Ascanio intervenne a favore di Ludovico, ne portò in salvo i figlioletti con
quanto restava del dissanguato tesoro ducale, tornò con le truppe tedesche per
difendere Milano dai Francesi. Insieme al Moro, travestito da soldato tedesco,
tentò di mettersi in salvo. Furono entrambi catturati, ma mentre il duca veniva trascinato prigioniero in Francia (con soddisfazione
delle sue truppe mercenarie alle quali doveva da mesi il soldo), Ascanio,
grazie alle sue amicizie curiali, fu nel giro di un paio d’anni liberato.
Bartolomeo Cavalleri, ambasciatore estense alla corte di Francia, ricorda come
Ludovico si raccomandasse al fratello Ascanio “che
l’era più savio di luy” e lo pregava “gli volesse mostrare la via de uscire de
presone como haveva facto luy”. In mezzo alla rovina della sua famiglia, si
schiuse davvero per il cardinale il cielo, mostrando
l’arcobaleno, quello scolpito sul monumento funebre che il papa Giulio II volle
per lui eseguito dal Sansovino nella chiesa di Santa Maria del Popolo a Roma e
che reca il motto “Buon tempo”.
Tavola 59 - Jacopo Sansovino: Monumento funebre del cardinale Ascanio Sforza.

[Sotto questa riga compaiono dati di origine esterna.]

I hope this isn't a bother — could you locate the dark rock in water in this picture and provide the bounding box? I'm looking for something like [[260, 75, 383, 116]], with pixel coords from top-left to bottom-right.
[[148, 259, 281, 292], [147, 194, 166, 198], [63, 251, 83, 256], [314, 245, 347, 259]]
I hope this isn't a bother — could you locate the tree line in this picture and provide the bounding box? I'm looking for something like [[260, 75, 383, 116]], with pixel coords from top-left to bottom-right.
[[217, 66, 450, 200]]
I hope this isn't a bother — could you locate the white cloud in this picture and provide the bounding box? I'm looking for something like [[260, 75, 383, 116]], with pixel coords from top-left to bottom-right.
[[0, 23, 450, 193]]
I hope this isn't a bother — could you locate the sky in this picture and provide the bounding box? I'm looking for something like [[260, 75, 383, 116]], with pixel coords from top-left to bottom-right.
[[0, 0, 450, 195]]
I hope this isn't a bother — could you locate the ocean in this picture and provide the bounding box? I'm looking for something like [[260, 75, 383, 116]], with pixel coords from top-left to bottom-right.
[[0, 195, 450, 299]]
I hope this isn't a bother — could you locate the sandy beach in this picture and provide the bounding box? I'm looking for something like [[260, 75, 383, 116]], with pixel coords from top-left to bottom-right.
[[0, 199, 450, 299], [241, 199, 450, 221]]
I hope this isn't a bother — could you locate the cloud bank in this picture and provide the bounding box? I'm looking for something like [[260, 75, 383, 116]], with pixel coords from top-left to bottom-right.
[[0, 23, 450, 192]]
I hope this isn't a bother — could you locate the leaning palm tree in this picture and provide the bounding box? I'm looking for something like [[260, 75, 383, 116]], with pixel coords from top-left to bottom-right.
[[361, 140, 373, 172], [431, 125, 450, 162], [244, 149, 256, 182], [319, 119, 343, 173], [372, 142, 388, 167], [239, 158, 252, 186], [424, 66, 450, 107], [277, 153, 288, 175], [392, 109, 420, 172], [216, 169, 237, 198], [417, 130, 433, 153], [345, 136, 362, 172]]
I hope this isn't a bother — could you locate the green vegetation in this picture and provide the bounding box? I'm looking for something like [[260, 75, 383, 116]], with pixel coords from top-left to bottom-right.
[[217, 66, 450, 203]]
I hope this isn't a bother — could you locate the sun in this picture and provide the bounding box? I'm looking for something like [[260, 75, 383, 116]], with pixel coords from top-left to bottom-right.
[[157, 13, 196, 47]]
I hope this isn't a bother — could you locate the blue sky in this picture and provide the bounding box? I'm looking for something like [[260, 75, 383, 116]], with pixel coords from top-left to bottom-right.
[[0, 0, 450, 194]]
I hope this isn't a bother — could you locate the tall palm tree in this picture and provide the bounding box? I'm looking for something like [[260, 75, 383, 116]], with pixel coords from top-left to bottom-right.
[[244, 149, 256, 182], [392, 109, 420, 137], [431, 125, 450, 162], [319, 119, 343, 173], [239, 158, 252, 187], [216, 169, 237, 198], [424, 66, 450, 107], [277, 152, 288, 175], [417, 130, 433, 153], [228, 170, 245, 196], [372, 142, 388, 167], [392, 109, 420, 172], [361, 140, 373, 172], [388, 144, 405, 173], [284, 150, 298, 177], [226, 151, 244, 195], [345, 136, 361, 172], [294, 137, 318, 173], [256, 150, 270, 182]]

Roma, S. Maria del Popolo. L’impresa della Nube è ripetuta quattro volte nel basamento in corrispondenza delle colonne.
Tavola 60 - Uno stemma di Milano all’epoca di Filippo II (Milano, Castello Sforzesco). Il Biscione è stato cacciato dai Gigli di Francia, dalle Torri di Castiglia, dai Pali di Aragona e dai Leopardi d’Inghilterra (Filippo a quel tempo era sposato con Maria Tudor, la “Sanguinaria”). Unico ricordo sforzesco, in un angolino, la Mela Cotogna.